ChangeQ

Vom Reden zum Handeln: Gemeinsam aktiv im Stadtteil

Durch eine Vielzahl von Anspracheaktionen werden im Chemnitzer Fritz-Heckert-Gebiet zwei Jugendgruppen gebildet. Im Jugendclub Compact findet ein mehrmonatiger Partizipationsprozess im Rahmen der Umgestaltung eines „Traumraumes“ statt. In der Oberschule werden nachmittägliche Workshops zu den Interessen der Schüler*innen gegeben, einer zu Armut und Inflation, ein weiterer zu Rassismus.

Projektidee und Ziele

Anhand von Gesprächen über alltagsnahe Probleme und Bedürfnisse sollen die Bewohner*innen des Fritz-Heckert-Gebietes Lösungsansätze entwickeln und gemeinsam in die Tat umsetzen bzw. an geeignete Stellen adressieren. In Veranstaltungen werden Perspektiven zusammengebracht und in Diskussionsformaten demokratisch ausgehandelt. So soll eine Nähe zur Politik und der Glaube an die eigenen Einflussmöglichkeiten gestärkt werden.

Projektumsetzung

In den ersten Monaten stehen die Ansprache und der Beziehungsaufbau mit der jugendlichen Zielgruppe im Fokus der Aktivitäten. Daraus wird in steter Abstimmung mit der Zielgruppe ein Raumgestaltungsprozess und zwei Workshopformate konzipiert. Ab Anfang April geht es in die Umsetzung.

Mitmach(t)wände

Große, optisch auffällige „Mitmach(t)wände“ werden an unterschiedlichen Orten im Stadtteil wiederholt aufgestellt, um anhand diverser Fragen in Gespräche zu Bedürfnissen und Problemen im Stadtteil und darüber hinaus zu kommen. Obwohl Erwachsene anfangs nicht explizit ausgeschlossen werden, bildet sich schnell der Fokus auf die Arbeit mit Jugendlichen an zwei Standorten, dem Jugendclub Compact und der Oberschule Am Flughafen heraus. Am Ende dieser wöchentlichen Aktionen werden die gesammelten Themen zusammengefasst und kategorisiert. Im Jugendclub wird anschließend eine Zielscheibe mit den meistgenannten Themen platziert, an der die Jugendlichen durch Abstimmung mit Klebepunkten über ihr favorisiertes Thema abstimmen können. In der Schule werden Abstimmflyer an die Klassensprecher*innen verteilt, welche sie in ihre Klassen geben. Nach wenig Rücklauf wird mit Unterstützung der Schulsozialarbeiterin auch persönlich in Klassen der Flyer vorgestellt und um Teilnahme geworben. Die Themen „Armut und Inflation“ sowie „Rassismus“ erhalten die meisten Stimmen und werden an jeweils zwei Nachmittagen durchgeführt. Im Jugendclub gewinnt das Thema „Raumgestaltung“ und es wird beschlossen, einen unbenutzten Raum des Jugendclubs demokratisch zu erschließen. Insgesamt werden im Rahmen der Entwicklung der Projekte 14 Planungstreffen durchgeführt.

Raumgestaltung

Von April bis Juni finden Einsätze für den „Traumraum“ statt. Die beiden rahmenden Veranstaltungen sind als Bildungsveranstaltungen mit Fokus auf demokratische Beteiligung und einer Vielzahl an Methoden konzipiert. Die Begleitung der Raumgestaltung zielt vor allem auf informelle politische Gespräche und die Unterstützung bei Interesse an Engagement ab.

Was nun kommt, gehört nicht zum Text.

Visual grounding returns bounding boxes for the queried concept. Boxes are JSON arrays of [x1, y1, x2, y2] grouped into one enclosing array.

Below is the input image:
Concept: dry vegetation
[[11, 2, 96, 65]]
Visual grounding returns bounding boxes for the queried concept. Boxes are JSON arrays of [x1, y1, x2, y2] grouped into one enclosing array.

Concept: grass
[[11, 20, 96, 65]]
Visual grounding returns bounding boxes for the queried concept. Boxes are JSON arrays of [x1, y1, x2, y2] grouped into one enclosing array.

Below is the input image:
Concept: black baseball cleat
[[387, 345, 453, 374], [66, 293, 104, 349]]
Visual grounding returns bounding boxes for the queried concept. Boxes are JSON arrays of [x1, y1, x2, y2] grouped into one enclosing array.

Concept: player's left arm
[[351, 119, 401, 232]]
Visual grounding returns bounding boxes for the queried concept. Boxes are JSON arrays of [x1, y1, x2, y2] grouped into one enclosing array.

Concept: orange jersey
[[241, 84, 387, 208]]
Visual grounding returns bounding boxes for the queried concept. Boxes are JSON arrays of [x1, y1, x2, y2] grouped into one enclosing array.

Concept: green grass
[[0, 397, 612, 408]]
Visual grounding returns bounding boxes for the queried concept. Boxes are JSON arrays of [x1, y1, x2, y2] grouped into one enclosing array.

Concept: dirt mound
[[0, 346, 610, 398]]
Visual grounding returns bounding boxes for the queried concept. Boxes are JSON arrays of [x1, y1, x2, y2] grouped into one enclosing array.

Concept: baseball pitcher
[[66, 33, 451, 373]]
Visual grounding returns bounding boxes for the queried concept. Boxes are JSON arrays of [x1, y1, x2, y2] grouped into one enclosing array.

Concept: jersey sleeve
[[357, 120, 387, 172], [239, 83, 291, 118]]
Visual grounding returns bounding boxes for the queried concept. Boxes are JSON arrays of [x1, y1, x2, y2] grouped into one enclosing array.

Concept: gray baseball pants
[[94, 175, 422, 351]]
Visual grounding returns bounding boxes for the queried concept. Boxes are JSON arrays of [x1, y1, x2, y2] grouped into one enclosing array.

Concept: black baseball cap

  • Auftakttreffen: Konzipierung des eigenen Traumraums, Aushandlung in Kleingruppen und Plenum, Input zu Varianten demokratischer Entscheidungsfindung, Reflexion über Prozess und gesellschaftliche Bedeutung von Entscheidungsfindung und demokratischer Teilhabe, Beteiligung und Gerechtigkeit
  • Begleitung des Streicheinsatzes: informelle politische Gespräche, individuelle und Gruppenreflektion zu Partizipation, Macht, demokratische Entscheidungswege
  • Kontinuierliche Begleitung der Jugendlichen: individuelle Verweisberatung für politisches und soziales Engagement
  • Abschlussplenum und -sause: Reflexion über Herausforderungen im Prozess, Diskussionsfragen zu Entscheidungsfindungsprozess, Übertragung der Erfahrungen und Erkenntnisse des Prozesses auf gesellschaftliche und politisch-institutionelle Ebene und Zusammenhänge, Regelerarbeitung für Nutzung des Raumes und Beschluss darüber, Festhalten und „Unterzeichnen“ der Regeln im „Baum der Gemeinschaft“, Planung weiterführender Bildungsangebote, Feier

Schulworkshops

Im Mai und Juni finden in der Schule die beiden Workshops zu den von den Schüler*innen gewählten Themen statt. Anhand von Musikvideos, Filmausschnitten und interaktiven Methoden lernen die Schüler*innen die grundlegenden Konzepte, ihre Ursachen und Wirkungen kennen und beziehen sie sowohl auf ihre eigene Lebenswelt als auch auf die Gesamtgesellschaft. Zum Auftakt werden Umgangsformen und Regeln der Zusammenarbeit für die Workshopdauer festgelegt. Zum Abschluss wird der gemeinsame Lernprozess reflektiert. Auch hier kommt Interesse an weiteren Themen und Engagement auf und wird aufgegriffen.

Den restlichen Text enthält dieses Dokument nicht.